I had a lesson with John today. For a change, I was actually well organised and well warmed up by the time of the lesson, so we could get straight on. He watched us walk and trot on both reins and then do a walk to canter transition on each rein. He didn't actually say very much, which is usually quite a good sign! He seemed pretty impressed with how she's improved, particularly on the right rein.

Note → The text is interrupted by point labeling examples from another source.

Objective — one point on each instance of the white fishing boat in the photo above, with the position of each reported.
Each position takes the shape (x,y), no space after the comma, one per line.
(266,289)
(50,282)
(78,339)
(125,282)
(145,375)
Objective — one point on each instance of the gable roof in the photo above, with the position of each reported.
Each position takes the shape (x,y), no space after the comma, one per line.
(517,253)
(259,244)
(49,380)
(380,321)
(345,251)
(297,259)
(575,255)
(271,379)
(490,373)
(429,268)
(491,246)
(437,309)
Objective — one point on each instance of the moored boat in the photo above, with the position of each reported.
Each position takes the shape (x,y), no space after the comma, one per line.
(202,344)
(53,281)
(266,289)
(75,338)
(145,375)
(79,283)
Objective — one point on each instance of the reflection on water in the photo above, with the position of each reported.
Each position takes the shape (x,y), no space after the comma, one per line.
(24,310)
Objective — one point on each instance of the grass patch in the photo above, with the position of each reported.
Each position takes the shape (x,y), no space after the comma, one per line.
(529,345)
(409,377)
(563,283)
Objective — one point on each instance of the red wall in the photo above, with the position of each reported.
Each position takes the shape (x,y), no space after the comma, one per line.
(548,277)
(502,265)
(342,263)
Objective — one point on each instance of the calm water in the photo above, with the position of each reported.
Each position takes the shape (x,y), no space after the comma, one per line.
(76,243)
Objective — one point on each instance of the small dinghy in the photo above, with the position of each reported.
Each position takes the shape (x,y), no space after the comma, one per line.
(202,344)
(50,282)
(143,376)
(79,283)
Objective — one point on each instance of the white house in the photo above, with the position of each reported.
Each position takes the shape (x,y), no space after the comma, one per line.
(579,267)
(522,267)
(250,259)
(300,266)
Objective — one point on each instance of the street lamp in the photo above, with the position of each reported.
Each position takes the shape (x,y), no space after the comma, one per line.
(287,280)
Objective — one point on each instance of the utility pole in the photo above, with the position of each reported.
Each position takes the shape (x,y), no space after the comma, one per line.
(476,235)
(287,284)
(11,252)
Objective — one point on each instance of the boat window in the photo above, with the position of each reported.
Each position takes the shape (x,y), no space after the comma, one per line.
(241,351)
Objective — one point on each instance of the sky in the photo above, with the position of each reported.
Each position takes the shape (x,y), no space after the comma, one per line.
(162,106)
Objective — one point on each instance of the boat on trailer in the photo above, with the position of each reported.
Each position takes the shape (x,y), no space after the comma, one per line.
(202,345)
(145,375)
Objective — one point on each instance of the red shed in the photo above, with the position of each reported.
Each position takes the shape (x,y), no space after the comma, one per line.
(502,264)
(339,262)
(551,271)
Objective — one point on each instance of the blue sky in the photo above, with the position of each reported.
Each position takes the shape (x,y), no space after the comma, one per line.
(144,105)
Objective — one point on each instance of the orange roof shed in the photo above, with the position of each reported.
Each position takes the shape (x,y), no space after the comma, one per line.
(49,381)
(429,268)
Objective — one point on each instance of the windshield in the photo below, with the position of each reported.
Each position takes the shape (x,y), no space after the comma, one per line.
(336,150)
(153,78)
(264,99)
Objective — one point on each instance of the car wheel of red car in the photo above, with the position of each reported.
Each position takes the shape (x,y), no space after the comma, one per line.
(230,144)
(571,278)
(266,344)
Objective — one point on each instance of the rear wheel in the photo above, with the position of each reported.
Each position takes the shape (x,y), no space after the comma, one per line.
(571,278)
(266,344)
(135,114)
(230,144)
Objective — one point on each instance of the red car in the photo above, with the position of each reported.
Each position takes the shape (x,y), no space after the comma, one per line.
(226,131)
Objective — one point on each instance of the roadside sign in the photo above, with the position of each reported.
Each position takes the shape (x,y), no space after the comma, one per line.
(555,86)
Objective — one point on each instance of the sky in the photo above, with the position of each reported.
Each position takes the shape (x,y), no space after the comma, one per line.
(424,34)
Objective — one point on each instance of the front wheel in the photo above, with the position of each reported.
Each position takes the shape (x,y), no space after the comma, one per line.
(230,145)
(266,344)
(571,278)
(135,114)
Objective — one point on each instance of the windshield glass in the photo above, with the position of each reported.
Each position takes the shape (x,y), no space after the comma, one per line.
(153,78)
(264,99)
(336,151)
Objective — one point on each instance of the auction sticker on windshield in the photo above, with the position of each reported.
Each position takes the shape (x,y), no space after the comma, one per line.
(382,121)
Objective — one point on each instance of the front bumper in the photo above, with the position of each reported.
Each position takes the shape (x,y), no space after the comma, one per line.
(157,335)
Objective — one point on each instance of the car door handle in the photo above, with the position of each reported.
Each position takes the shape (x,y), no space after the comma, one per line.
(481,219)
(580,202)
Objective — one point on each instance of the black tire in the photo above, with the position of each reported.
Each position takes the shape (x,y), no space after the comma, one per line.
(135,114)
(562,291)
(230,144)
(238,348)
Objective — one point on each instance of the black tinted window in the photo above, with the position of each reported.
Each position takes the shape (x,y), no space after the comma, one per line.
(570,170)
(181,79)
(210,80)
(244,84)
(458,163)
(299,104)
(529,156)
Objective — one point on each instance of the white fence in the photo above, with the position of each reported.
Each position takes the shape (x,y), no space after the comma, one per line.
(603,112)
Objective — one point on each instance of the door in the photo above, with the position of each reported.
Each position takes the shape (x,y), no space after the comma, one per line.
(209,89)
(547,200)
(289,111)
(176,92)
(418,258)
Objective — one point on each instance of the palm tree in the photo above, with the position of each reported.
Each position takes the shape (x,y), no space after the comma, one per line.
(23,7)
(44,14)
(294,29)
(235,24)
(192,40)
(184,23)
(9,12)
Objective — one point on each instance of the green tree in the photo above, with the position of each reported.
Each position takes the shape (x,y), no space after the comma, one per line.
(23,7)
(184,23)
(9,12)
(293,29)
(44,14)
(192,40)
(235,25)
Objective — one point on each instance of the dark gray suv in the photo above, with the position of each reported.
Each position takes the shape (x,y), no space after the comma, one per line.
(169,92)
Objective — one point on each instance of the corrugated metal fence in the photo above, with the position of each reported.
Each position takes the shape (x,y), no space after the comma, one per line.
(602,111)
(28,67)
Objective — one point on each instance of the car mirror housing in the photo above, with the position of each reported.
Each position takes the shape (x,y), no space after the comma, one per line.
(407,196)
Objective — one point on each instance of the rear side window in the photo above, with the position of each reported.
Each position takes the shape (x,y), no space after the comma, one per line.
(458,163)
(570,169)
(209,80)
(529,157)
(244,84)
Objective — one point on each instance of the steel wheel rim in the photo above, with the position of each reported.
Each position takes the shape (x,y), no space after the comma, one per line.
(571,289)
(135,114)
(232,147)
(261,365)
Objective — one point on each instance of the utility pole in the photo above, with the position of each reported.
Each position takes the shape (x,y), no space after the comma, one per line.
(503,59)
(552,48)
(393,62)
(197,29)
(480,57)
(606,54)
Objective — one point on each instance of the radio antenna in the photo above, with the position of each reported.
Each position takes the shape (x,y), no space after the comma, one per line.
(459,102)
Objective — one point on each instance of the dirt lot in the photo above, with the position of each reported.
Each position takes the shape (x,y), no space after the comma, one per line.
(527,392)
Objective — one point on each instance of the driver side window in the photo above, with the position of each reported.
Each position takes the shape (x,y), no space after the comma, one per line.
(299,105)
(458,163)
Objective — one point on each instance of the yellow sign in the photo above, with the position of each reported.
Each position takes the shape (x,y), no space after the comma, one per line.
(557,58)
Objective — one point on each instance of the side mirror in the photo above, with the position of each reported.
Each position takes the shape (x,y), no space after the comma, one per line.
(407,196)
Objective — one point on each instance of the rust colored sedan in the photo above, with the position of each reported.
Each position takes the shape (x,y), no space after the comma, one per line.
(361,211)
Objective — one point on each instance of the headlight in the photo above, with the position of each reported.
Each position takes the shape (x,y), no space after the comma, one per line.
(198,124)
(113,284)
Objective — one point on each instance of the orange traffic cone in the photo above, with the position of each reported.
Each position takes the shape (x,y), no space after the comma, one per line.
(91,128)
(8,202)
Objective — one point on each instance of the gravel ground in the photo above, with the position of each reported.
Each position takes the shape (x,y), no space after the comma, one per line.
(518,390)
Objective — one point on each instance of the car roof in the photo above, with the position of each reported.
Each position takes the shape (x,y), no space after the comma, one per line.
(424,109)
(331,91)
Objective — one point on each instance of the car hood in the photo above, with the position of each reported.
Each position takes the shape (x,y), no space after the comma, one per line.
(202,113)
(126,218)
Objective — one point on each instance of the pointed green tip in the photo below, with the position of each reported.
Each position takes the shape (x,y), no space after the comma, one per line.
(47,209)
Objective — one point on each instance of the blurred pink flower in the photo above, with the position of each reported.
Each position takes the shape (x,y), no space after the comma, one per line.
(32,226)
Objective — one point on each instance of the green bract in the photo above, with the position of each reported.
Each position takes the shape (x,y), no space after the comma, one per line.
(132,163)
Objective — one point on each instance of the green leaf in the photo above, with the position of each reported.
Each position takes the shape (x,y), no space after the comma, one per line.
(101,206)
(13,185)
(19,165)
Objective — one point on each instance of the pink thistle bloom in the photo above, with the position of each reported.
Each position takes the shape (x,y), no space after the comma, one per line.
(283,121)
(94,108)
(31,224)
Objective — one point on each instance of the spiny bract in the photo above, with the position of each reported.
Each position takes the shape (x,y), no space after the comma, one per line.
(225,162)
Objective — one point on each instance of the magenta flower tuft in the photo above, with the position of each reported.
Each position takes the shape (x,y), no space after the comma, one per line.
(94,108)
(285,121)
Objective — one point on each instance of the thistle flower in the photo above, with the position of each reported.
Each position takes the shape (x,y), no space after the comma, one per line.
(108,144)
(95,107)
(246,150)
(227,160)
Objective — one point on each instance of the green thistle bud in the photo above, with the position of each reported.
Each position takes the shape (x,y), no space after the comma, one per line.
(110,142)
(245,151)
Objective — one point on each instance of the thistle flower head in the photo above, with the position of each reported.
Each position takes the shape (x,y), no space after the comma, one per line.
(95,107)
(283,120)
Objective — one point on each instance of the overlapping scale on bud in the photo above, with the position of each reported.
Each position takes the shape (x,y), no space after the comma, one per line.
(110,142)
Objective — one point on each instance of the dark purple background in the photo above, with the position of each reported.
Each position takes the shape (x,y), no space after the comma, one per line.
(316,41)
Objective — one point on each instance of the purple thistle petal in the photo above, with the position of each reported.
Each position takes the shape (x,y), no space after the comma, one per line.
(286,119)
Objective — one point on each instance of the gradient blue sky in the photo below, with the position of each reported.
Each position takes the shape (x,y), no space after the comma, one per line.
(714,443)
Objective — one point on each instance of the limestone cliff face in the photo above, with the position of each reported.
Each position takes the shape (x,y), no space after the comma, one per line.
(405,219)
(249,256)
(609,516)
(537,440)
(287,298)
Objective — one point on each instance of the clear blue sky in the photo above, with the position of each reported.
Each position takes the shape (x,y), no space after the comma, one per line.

He did notice that in our canter transitions, she tends to fall to the inside, sort of jumping inwards into canter, rather than pushing out into the outside rein. To work on this, he got me to work in trot and come down the three-quarter line, leg-yielding towards the track. When I got to about half way between the 3/4 line and the track, I had to ask for canter, while still leg-yielding to the wall. It didn't sound that hard - I've often leg yielded in trot to the wall and then cantered on the track - how hard could it be? Very hard! I was so mal-coordinated! It's one thing being able to use the wall to help, but asking for canter while still leg-yielding was really really difficult! I also realised that it is probably me that makes her throw her weight to the inside in the transitions, as when I was asking for them in the leg-yield, that was exactly what I was doing with my body - it was more exaggerated as she was moving sideways. When I actually sat up and asked for the canter transition up from my inside seatbone and held it in the outside rein, it was lovely!
What I then found difficult, particularly on the right rein, was maintaining the sideways movement in the canter. The first step was nice, then she would fall right again. It took all my powers of coordination to really keep my inside leg on to keep her travelling sideways. He definitely knows how to get me using my little brain. However, the really good bit was the trot after I had done this exercise. Because I had actually used my inside leg and my outside rein properly through the movement, I had this lovely, powerful, swinging trot and I just wanted to hang on to it for dear life!!
Then the even better bit was what John said at the end. For quite a while, my goal has been to start taking Echo to some dressage shows in the Spring. Today, at the end of my lesson, John said that we are ready to do our first test now. I was so chuffed - having got to know him a little over the last year of having lessons with him, I'm pretty sure that he wouldn't say that lightly. It feels like when we get it right, we can really get it right and it's so much fun! I came out of the lesson beaming. I don't yet have a show to go to - in fact, there's an awful lot of preparation work to do first, as she hasn't ever been ridden away from home. However - that little comment just gave me the confidence and boost to the self-esteem that I really needed. I can't wait!!!